You can scale up by as many dynos as you want, but keep in mind you’ll never be autoscaled beyond your autoscale dyno range.

For example, let’s say your dyno range is 2–10 dynos, and you’ve set “upscale jumps” to 2 dynos. If you’re currently running 7 dynos, the first upscale event will jump to 9 dynos, and a subsequent upscale event would scale to 10 dynos—your dyno range would prevent a 2-dyno jump.

Upscale Frequency

Upscale frequency is the cool-down between consecutive upscale events. It has no effect on the first upscale—only on how quickly Judoscale can add even more capacity if queue time (or utilization) is still beyond your targets.

  • Keep the frequency at least as long as it takes for a new dyno, task, or machine to come online. On Heroku that’s usually 30–45 seconds; on ECS it can be closer to a minute. If you upscale again before the previous capacity is live, you risk overshooting and paying for extra containers.
  • If your dashboards show multiple upscales during deploys, try increasing the frequency so Judoscale waits long enough to see the first deploy tasks finish booting. That often reduces “double upscales” caused by brief launch delays.

Upscale Sensitivity

Upscale sensitivity is the minimum amount of time a metric must remain above its target before Judoscale will send an upscale request. The cap of 30 seconds is intentional: waiting longer would delay genuine responses to real traffic spikes. For deploy-related queue spikes, pair sensitivity with the tips above—lengthen the upscale frequency so we have time to observe the new capacity, and consider scheduling deploys during lower-traffic windows.

If you need to suppress scaling entirely during a deploy, you can disable autoscaling through our Settings API at the start of the rollout and re-enable it once the new tasks are in service.

Downscale Delay

This downscaling option controls the time between subsequent downscales, and it also controls the time before the first downscale event.
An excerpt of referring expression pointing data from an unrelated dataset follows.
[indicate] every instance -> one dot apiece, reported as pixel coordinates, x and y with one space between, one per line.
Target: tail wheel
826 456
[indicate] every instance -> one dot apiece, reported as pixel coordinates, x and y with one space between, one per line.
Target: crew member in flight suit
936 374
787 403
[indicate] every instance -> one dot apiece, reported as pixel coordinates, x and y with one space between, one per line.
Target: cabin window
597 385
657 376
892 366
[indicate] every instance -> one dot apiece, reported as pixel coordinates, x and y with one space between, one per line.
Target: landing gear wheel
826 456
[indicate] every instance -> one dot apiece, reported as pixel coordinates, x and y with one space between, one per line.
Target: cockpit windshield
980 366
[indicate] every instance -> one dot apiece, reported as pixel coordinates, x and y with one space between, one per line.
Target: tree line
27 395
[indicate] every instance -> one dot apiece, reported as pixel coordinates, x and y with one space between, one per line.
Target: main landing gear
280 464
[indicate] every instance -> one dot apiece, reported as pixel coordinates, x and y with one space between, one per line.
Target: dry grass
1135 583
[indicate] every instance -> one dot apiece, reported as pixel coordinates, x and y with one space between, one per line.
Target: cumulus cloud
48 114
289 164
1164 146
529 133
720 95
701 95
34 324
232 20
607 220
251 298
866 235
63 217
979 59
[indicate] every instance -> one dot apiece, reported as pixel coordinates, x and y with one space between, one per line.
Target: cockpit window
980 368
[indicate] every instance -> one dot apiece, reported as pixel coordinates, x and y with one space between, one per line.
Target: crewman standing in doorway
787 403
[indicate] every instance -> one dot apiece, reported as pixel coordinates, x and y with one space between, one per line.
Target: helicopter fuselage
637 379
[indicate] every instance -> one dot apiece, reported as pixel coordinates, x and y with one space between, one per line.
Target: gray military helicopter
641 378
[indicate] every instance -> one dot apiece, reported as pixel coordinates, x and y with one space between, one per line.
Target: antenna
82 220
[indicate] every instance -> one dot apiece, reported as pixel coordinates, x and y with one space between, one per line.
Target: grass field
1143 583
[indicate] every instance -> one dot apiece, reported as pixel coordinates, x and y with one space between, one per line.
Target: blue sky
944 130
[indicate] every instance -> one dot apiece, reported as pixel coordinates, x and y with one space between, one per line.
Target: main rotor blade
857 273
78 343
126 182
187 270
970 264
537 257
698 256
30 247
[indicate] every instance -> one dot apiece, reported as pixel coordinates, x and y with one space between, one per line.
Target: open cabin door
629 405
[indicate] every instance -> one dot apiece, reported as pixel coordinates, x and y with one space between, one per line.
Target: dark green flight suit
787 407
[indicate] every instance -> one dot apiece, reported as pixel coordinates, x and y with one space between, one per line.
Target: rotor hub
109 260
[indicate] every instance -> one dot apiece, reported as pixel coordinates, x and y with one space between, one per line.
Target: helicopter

Screenshot: Downscale delay control

Downscaling is not triggered immediately when queue times drop below the downscale threshold because this could result in yo-yo autoscaling—rapidly autoscaling up and down. Judoscale waits to downscale until queue times have settled and remain below the downscale threshold for 10 minutes (the default), or whatever you specify here.

After that, your app will continue downscaling at the same rate (every 10 minutes by default) as long as queue time remains completely below the downscale threshold.